More than 200,000 people were imprisoned in the Sachsenhausen Concentration Camp between 1936 and 1945. At first the prisoners were mostly political opponents of the Nazi regime. However, increasing numbers of members of groups defined by the National Socialists as racially or biologically inferior were later included. By 1939 large numbers of citizens from the occupied European states arrived. Tens of thousands of people died of starvation, disease, forced labor and mistreatment, or were victims of the systematic extermination operations of the SS. Thousands of other prisoners died during the death marches following the evacuation of the camp at the end of April 1945. Approximately 3,000 sick prisoners, along with the doctors and nurses who had stayed behind in the camp, were liberated by the Russian and Polish troops of the Red Army.


Here present Mr. (Name removed)
born: 9.12.1929
in: Warsaw
profession: secondary school pupil
religion: Roman Catholic
names of the parents: Stanisław and Anna
last place of domicile in Poland: Warszawa, Pl. Kazimierza 7
current residence : Lund, Danska Skolan 

The punishment horse and the whip.
I used to wheel out, or the four of us together used to carry out, the punishment horse and the whip, and this is why I know what these devices looked like. The horse was a thick wooden board /10 - 15 cm thick/, resting on four iron legs. These then rested on rails. The victim had to lie on the board, he had his head strapped at the neck with a belt, with arms hanging down and strapped with belts at the shoulders. Also the legs were placed at the bottom in a closed drawer (Ed - Stocks). After closing the legs in a drawer (Ed - Stocks), it was pulled forward on the rails and secured. In this way the victim was completely immobilized with his buttocks protruding considerably. The horse and the victim on the horse are represented on the sketches drawn below.

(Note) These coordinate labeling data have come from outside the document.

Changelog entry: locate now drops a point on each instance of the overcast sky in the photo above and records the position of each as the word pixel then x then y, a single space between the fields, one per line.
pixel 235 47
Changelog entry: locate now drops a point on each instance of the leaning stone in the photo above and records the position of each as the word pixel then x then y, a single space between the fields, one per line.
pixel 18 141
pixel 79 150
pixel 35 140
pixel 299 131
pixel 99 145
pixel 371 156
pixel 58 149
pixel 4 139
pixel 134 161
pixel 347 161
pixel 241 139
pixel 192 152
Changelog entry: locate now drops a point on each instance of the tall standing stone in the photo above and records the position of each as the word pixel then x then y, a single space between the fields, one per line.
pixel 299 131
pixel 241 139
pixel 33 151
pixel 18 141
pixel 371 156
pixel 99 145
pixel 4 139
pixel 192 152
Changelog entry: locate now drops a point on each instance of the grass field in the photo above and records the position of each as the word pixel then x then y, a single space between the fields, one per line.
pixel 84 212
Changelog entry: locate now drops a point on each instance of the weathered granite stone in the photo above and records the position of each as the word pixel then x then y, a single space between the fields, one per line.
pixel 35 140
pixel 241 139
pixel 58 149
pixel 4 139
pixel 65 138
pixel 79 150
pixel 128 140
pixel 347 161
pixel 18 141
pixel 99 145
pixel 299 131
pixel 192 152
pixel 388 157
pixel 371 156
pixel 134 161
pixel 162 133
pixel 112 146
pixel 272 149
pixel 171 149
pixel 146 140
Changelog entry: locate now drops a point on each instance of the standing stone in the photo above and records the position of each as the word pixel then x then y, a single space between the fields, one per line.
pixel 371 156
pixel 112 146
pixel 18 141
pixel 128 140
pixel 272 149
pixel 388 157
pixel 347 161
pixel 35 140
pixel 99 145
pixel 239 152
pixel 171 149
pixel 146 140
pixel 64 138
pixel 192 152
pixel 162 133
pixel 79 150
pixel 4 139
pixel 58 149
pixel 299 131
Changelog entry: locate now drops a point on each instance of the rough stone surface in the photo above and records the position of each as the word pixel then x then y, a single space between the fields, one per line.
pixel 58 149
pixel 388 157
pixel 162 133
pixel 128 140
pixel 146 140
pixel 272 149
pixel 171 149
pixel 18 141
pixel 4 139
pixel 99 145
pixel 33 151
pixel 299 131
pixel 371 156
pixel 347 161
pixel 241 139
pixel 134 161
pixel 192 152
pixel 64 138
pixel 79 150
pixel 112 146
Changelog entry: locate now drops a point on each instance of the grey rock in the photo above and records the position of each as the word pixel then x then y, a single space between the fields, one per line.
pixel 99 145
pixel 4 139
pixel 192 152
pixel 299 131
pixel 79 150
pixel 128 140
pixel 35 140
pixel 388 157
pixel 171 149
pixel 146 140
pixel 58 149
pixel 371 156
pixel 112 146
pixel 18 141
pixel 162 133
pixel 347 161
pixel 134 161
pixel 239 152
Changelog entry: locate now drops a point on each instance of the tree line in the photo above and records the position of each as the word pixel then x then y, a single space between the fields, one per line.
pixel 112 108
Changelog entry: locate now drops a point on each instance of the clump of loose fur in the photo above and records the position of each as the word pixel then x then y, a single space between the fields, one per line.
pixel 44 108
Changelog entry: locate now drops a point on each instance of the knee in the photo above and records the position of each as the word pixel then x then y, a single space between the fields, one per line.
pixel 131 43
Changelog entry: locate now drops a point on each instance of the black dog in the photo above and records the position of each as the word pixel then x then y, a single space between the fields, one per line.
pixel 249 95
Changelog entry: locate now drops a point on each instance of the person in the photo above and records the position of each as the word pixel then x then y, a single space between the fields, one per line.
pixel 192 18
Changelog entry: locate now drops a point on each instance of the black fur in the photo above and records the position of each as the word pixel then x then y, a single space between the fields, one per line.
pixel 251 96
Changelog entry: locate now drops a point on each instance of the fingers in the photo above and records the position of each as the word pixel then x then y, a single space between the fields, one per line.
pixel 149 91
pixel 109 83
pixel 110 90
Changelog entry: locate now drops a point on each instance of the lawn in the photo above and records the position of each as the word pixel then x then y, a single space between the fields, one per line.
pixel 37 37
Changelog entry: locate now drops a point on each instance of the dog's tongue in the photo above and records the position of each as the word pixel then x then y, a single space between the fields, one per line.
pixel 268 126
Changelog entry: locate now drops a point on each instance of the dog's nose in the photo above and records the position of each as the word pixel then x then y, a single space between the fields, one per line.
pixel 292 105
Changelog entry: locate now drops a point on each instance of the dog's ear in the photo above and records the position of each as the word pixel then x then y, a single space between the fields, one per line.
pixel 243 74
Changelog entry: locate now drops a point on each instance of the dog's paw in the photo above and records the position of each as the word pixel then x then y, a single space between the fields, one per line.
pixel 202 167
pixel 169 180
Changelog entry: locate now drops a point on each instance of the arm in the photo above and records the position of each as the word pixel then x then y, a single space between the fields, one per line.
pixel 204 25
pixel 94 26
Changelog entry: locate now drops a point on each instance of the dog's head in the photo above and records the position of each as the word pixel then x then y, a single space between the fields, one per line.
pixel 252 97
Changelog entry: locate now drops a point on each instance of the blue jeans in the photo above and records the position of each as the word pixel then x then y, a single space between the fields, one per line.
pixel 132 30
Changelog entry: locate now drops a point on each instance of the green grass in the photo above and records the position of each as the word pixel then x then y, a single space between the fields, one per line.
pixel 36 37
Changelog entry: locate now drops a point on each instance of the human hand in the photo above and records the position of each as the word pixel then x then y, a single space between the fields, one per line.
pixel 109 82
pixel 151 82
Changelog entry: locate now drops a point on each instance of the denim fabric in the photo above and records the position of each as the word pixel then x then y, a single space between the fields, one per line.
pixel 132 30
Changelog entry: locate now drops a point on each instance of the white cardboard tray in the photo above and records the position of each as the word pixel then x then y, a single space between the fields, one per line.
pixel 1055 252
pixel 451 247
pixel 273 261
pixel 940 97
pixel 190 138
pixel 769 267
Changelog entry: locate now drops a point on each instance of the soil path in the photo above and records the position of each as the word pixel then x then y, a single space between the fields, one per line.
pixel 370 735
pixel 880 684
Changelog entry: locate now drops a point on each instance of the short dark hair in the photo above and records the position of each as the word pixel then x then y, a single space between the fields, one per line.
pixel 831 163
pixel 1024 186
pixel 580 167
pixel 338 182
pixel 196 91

The whip The horse seen from above The position of the victim on the horse
The whip was made of leather, 1.30 m long, filled tightly with 
some hard material. The end of the whip, which was thinner than
the rest, was filled with pieces of some heavy metal, probably lead, 
and this for about 40 cm in length. You could feel this metal with 
your fingers, which I also, personally, checked. This whip was used 
to hit the buttocks of the prisoner stretched on the horse. These 
lashes were very painful. As a result of several of these lashes, 
blood clots formed under the skin on the buttocks.
I saw on my friend who received 15 lashes, very swollen buttocks, 
and between the skin and the flesh, black and purple clusters of 
blood, which you could feel with your fingers. I know that for a 
period of four weeks he went to the Revier [hospital block] every day
for dressings and during that time he could not sit at all and he 
slept on the bed on his stomach or on the side. I don't know what 
happened to him after the four weeks had elapsed because he was 
sent away then with a punishment transport to Berlin to work at 
pulling down destroyed houses.
In March 1945, when I was ill in the Revier /Revier No. 2/, I helped a nurse, Bruno Smól, to change a dressing on a Dutchman who, of 
the 50 lashes on the horse to which he had been sentenced, had received only 43 lashes because he lost consciousness and his buttocks 
became disfigured. While I was applying his dressings, I saw his lacerated skin, the buttocks completely misshapen, and his (testicle) sack 
torn to pieces. I know that this Dutchman had an operation on his buttocks later on due to phlegmon [a deep abscess] which was a 
complication following this beating.
I have given this account to the best of my knowledge, according to my conscience, and in accordance with what I personally saw and 
Read, signed and accepted (Name removed) 
[Notes of the Assistant of the Institute: Bożysław Kurowski] 
According to the circumstances known to me after a stay in Sachsenhausen, 
I have no reservations in relation to this account.